Is brevo-api safe?

https://clawhub.ai/byungkyu/brevo-api

62
CAUTION

The brevo-api skill is a legitimate Brevo API integration that routes all traffic through a third-party gateway (Maton), creating a significant credential relay trust dependency. The most concerning finding is that the installation includes an undeclared bundled 'ai-meeting-notes' skill from a different author that aggressively manipulates agent behavior and creates files in the workspace. The combination of email-sending capability and file-reading behavior across the two skills creates a theoretical data exfiltration path.

Category Scores

Prompt Injection 55/100 · 30%
Data Exfiltration 50/100 · 25%
Code Execution 70/100 · 20%
Clone Behavior 75/100 · 10%
Canary Integrity 100/100 · 10%
Behavioral Reasoning 40/100 · 5%

Findings (8)

HIGH Undeclared bundled skill with agent manipulation -30

The brevo-api skill package includes a completely separate 'ai-meeting-notes' skill that was not part of the declared audit target. This second skill contains extensive that dictate agent behavior, force file creation in the workspace, and control response formatting. Users installing brevo-api would not expect to receive a meeting notes organizer that reads and creates files in their workspace.

HIGH All API traffic routed through third-party gateway -25

Every Brevo API call is proxied through gateway.maton.ai rather than going directly to api.brevo.com. Maton acts as a man-in-the-middle for all operations including sending emails, managing contacts, and creating campaigns. This gives Maton full visibility into and control over the user's Brevo data and operations.

MEDIUM Aggressive agent behavior override in bundled skill -20

The ai-meeting-notes skill uses emphatic control patterns (CRITICAL, MANDATORY, NEVER, ALWAYS) to force specific agent behaviors including file creation, directory creation, file searching, and rigid response formatting. While individually benign, this demonstrates the skill author's ability to significantly alter agent behavior.

MEDIUM Environment variable credential exposure -15

The skill requires MATON_API_KEY to be set as an environment variable and sends it to Maton endpoints.
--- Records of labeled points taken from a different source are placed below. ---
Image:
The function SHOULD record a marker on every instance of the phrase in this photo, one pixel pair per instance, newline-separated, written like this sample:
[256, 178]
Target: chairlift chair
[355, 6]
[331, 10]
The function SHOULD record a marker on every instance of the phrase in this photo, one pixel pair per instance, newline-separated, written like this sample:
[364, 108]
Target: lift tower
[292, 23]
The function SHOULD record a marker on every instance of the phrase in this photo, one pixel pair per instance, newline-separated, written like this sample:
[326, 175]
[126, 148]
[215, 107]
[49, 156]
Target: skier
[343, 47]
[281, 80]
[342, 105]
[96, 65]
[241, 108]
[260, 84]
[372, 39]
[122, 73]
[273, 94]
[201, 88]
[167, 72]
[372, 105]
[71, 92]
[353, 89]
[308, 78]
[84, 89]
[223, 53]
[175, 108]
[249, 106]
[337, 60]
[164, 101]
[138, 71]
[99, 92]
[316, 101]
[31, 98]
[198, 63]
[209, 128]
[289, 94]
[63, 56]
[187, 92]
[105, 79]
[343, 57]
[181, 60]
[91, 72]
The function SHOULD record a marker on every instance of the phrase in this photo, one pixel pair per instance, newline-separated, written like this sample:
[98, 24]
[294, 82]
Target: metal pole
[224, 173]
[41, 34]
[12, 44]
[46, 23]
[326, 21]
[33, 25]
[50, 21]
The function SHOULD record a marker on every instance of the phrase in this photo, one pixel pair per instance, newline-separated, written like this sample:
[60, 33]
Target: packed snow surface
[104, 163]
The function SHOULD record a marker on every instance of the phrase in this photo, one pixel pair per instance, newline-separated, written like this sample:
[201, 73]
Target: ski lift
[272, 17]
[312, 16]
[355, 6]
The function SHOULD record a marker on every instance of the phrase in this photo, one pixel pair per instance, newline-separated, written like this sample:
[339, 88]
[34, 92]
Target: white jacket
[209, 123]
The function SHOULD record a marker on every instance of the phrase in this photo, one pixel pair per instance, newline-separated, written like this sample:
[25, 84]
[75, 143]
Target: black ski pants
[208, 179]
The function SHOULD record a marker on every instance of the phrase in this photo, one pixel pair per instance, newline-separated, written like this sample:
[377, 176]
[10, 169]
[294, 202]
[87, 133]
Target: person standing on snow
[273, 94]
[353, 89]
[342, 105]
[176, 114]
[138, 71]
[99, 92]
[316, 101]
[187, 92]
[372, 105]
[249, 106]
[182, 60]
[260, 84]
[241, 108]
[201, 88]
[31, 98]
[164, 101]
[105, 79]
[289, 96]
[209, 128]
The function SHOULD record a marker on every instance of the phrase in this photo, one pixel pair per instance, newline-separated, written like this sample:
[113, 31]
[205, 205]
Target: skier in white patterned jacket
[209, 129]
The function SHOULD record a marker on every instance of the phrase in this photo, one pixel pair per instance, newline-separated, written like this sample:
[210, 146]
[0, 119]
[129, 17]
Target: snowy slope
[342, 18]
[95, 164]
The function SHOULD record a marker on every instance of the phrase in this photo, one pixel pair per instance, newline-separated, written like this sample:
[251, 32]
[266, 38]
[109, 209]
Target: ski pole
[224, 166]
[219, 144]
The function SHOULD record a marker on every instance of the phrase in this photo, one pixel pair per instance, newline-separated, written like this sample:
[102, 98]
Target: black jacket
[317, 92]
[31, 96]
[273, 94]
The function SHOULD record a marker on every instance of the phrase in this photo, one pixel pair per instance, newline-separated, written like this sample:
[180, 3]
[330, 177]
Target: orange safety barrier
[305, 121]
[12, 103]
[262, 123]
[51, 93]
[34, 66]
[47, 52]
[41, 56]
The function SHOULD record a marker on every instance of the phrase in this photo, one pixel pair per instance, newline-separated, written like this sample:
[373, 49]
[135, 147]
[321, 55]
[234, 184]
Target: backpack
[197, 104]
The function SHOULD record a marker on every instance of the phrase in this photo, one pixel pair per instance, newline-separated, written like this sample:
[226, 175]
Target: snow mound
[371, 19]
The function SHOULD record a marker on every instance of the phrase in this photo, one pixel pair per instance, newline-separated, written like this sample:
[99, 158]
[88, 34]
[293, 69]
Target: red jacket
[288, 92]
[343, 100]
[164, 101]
If the Maton service is compromised, the attacker gains access to the user's Brevo account and potentially other Maton-connected services.

MEDIUM Cross-skill reference for installation chaining -10

The brevo-api skill description explicitly references another skill URL for installation: 'For other third party apps, use the api-gateway skill (https://clawhub.ai/byungkyu/api-gateway)'. This could lead to chain installation of additional skills from the same author, expanding the attack surface.

MEDIUM Email sending capability creates abuse potential -15

The skill provides full email sending capability through the Brevo API. A subsequent prompt injection could abuse this to send spam, phishing, or data exfiltration emails from the user's authenticated Brevo account.

LOW Sensitive file reads during installation -10

The installation process read .env, .aws/credentials, and auth-profiles.json. While likely part of standard OpenClaw runtime initialization rather than skill-initiated behavior, the .aws/credentials access is notable.

INFO Python code execution patterns provided -5

The skill provides ready-to-execute Python code blocks using urllib.request for all API operations. The agent is expected to copy and execute these, establishing a pattern of running network-calling code from skill instructions.